Penguin Watch (www.penguinwatch.org) is live – tell your friends, children etc! Already wonderful volunteers have classified about 8000 images to completion (when several people’s clicks agree, the image gets retired).
Thanks so much to Quark Expeditions, who have donated a trip to Antarctica. The hope is that this will really get the message out and encourage new people to take part.
As I get time, I’ll post some of the most interesting pictures that people are flagging up as interesting, curious or beautiful.
To start, here’s Port Lockroy in an Autumnal blizzard:
Probably gentoos returning from the sea at Petermann – we tried a highway camera a little while ago:
Also, people are flagging up images that are out of the ordinary, like this. The unexpected can be particularly interesting:
A sheathbill on Danco Island in the middle of winter- definitely not meant to be here!
Thanks to everyone out there who is clicking, and to dedicated volunteers like Zsuzi, AvastMH, NickyPeng and Vroni, the superusers who have been moderating everyone on this.
In time for World Penguin Day, we’re getting all of this year’s imagery ready to relaunch Penguin Watch (www.penguinwatch.org) on the Zooniverse crowdsourcing site.

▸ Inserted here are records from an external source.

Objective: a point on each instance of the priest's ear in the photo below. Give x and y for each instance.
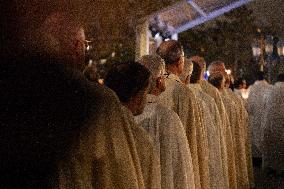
(160, 83)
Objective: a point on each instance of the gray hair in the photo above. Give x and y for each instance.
(155, 64)
(217, 67)
(187, 69)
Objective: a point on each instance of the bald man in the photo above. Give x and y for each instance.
(192, 75)
(61, 35)
(180, 99)
(167, 130)
(68, 133)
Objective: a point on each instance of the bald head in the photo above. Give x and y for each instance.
(62, 35)
(217, 80)
(187, 71)
(171, 51)
(217, 67)
(156, 66)
(200, 61)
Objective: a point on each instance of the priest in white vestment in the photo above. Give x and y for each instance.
(167, 131)
(242, 135)
(255, 109)
(192, 74)
(130, 81)
(180, 99)
(273, 141)
(226, 136)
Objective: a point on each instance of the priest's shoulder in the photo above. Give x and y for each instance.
(166, 113)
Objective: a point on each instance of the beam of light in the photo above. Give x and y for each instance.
(211, 15)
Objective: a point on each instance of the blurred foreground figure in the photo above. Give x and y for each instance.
(212, 123)
(179, 98)
(273, 129)
(167, 130)
(57, 129)
(130, 81)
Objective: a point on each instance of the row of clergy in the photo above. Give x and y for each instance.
(59, 130)
(199, 128)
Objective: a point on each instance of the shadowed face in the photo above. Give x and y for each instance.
(139, 102)
(181, 64)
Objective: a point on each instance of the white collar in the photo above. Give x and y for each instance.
(195, 86)
(279, 84)
(152, 98)
(173, 77)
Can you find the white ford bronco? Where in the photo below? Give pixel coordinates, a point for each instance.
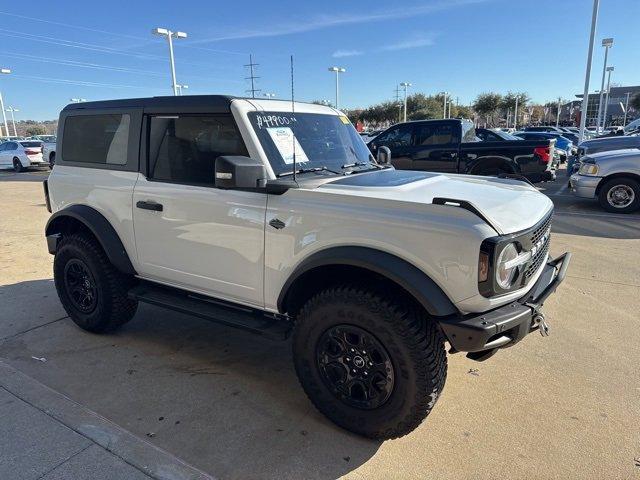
(274, 217)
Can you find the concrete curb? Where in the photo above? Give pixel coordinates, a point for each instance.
(139, 453)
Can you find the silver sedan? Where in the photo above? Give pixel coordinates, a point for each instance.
(611, 177)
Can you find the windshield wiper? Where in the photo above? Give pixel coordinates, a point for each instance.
(355, 164)
(309, 170)
(371, 165)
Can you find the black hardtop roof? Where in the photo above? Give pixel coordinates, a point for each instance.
(217, 102)
(213, 103)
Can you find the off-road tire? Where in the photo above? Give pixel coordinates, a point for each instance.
(415, 345)
(113, 308)
(630, 183)
(17, 165)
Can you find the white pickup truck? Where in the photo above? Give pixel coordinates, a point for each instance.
(276, 218)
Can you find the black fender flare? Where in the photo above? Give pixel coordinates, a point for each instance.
(99, 226)
(409, 277)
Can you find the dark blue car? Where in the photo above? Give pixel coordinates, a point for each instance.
(563, 144)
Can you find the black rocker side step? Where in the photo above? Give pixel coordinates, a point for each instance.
(272, 326)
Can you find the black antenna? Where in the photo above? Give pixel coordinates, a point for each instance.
(253, 90)
(293, 112)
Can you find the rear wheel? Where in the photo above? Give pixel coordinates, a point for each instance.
(17, 165)
(370, 362)
(620, 195)
(91, 290)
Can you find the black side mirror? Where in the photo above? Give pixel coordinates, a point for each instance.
(383, 157)
(239, 172)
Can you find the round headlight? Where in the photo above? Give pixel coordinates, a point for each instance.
(505, 276)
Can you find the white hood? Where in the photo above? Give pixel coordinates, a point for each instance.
(510, 205)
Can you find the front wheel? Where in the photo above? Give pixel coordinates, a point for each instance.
(91, 290)
(620, 195)
(371, 363)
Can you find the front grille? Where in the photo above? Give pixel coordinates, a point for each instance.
(541, 253)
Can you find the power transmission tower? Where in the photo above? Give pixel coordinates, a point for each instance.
(398, 102)
(253, 90)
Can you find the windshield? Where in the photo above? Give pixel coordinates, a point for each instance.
(318, 140)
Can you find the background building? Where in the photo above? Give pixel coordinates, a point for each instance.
(615, 114)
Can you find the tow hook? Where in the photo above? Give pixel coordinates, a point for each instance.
(539, 321)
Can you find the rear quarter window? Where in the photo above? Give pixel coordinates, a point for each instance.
(98, 139)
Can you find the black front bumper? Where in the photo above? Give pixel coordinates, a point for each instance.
(506, 325)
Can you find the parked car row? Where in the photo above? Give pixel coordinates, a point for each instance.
(21, 153)
(453, 146)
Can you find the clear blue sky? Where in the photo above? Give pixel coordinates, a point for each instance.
(99, 50)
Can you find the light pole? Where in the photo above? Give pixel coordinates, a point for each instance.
(626, 109)
(444, 104)
(607, 43)
(606, 100)
(13, 120)
(170, 36)
(338, 71)
(585, 95)
(4, 71)
(405, 85)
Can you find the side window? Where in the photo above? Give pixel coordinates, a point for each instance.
(435, 135)
(399, 136)
(184, 148)
(96, 139)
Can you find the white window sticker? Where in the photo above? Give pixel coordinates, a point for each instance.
(284, 140)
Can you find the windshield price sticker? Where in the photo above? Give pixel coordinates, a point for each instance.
(284, 139)
(270, 121)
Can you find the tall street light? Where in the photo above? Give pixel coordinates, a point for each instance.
(444, 104)
(4, 71)
(606, 101)
(170, 36)
(13, 119)
(585, 95)
(338, 71)
(626, 109)
(405, 85)
(607, 43)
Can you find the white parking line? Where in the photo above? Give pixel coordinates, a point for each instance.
(560, 192)
(611, 216)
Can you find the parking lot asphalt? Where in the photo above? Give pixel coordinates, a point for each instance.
(198, 397)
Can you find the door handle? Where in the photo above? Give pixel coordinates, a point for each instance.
(156, 207)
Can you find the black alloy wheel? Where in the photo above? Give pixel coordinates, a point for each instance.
(80, 285)
(355, 366)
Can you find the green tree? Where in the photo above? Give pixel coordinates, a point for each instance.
(35, 130)
(487, 105)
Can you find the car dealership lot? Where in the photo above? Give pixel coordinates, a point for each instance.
(228, 403)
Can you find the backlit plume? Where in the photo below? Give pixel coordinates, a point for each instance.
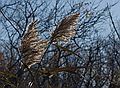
(32, 47)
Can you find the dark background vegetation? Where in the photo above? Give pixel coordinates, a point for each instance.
(88, 60)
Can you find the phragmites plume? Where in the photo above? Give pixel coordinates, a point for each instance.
(66, 29)
(32, 47)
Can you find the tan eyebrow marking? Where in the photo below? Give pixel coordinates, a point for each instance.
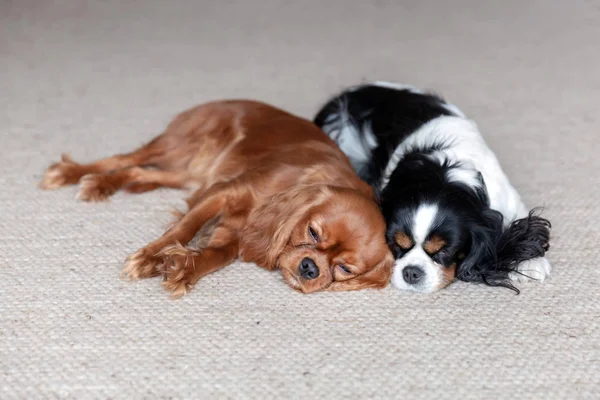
(403, 240)
(434, 244)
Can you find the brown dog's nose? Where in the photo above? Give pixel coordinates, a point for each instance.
(308, 269)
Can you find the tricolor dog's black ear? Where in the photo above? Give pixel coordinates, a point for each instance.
(496, 251)
(480, 263)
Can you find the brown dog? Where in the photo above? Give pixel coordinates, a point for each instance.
(271, 188)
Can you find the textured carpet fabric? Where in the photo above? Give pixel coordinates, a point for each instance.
(97, 78)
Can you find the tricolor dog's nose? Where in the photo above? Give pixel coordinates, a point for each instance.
(412, 274)
(308, 269)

We have even more collaborators than before and imagery from all around the Southern Ocean. Colin Southwell from the Australian Antarctic Division is our stalwart from East Antarctica, who first started using cameras to monitor penguins. We’ve also got the first data from Jefferson Hinke at NOAA, the US programme on King George Island. They have been monitoring penguins at two sites for several decades, but we’re now all working together to integrate cameras into this.
More to come and the best is we should have a fantastic prize draw for those who help – we’ll announce that on Saturday!
We’re all back, and now is the less glamorous, but arguably more important part of the year. Everyone has caught up on sleep, friends and family and mostly cleaned and repaired the kit for next year.
Nice clean clothing! It gets to stay this way until October…
Now we’re focused on processing the 1/2 million plus data points, and turning this into useful science for policy. This is particularly pressing amid debates as to what is next for the krill fishery:
Meanwhile, we have ongoing outreach activities where we’re teaching kids about penguins and what it’s like to live and work in Antarctica. Mostly, they love trying on over-sized clothing.
Education and outreach: teaching kids about penguins at WOWHOW? in Oxford.
It’s important to buy shoes with room to grow.